Gold's Gym also sponsored this one of the newest ways on how to lose weight Zumba!. Of course I tried it, even if I will sweat a lot (Mind you, I still have a shift after.. yuck) .. 





Seriously, back when I was in college I always blame my genetic formation for being fat. Now that I'm matured, I wanted to show the world that being fat is a choice. I will take it as an opportune time for me not just to be healthy physically but also to be well-rounded individual. After all, Life is a lot easier when you are lighter.


Miyerkules, Mayo 2, 2012

First Time

One can say that the most unforgettable moments in our life are actually those first-time-experiences in which I believe is true. Some may never forget their first day in highschool, their first-crush encounter, first boyfriend ,First menstrual experience, first sexperience and many many more. That is why I also want to share this first time experiences. Last weekend, I was so occupied by many activities in which I was actually both a little bit upset and happy and satisfied.

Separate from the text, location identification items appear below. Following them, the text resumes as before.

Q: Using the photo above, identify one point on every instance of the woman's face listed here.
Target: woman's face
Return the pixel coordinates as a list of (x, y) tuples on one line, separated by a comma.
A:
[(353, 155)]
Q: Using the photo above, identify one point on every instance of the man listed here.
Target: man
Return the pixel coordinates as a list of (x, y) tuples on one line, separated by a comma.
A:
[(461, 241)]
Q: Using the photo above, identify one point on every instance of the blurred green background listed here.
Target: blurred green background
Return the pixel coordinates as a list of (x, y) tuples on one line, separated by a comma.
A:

First Major Hosting Experience




Hosting is probably the most wanted talent I wanted to have (pardon my redundancy). It is not really my first time to be a host. Back when I was in college, as much as I wanted to be socially active, I engaged myself with a lot of extra-curricular and social activities in school and in community. So I was requested many many times in debuts and parties and seminars. I have flaws yes, but I never felt  like-any-dumber until last Saturday in our Quarterly Town Hall Meeting. I was such a disappointment. But anyways, All of this cold-stuffs were vanished into the air when the Canadian-Group of Benefits Director and my Team Leader hugged me. I think most if not all of the audience enjoyed the event :D.

First Intramuros Escapade


Many of my friends if not all will probably raise their eyebrows upon reading this blog (OMG si Gelo/J-Lo,Masyong ngayon pa lang nakapunta sa Intramuros??/) O yes It was a trivia indeed. Prior to that major hosting job and a great buffet experience with Belore (Sana binabayaran ako ng Belore di ba??) Khat and I have long planned to go in Intramuros. I was really really fascinated  of how this walled city was built many years ago. Good thing that, It was well maintained and organized by our government. Of course we did some shots  





There were also tourists from other countries who are so interested in discovering more about places like Philippines. I remembered there was an asian man ( I don't know if he is Japanese or Korean) who approached me. I thought he wanted to make a pose with Khat but he just asked if I can take him a shot. I gave the camera to Khat since she was better than me when it comes to photography. After that, he bid goodbye. I called him "Mr. Somewhere down the road" because I know our roads will gonna cross again haha ...





We also visited the place where Rizal was incarcerated prior to his execution on December 30, 1898. 






Of Course here's my special tumbling shot.. Yahoo!




We ended up in a posh coffee shop nearby ..










First Ice Skating Experience


When I was a child I wanted what many other Filipino children wanted to be. I wanted to be blonde, blue-eyed, and white like Patricia Evangelista. It was a childhood dream to see outside my window not raining but snowing and then I will ice skate forever and ever. I realized that the first would cost me thousands of bucks... So I just keep on dreaming for the second and now it was granted...yipee 



Our first times will not always be as blissful and as happy as what we are expecting. If it is, then good for us. If it is not, better for us because at least we learned something. Learning is the glory that our first times contribute to ourselves, to our personality. With these things, life is indeed worth living for.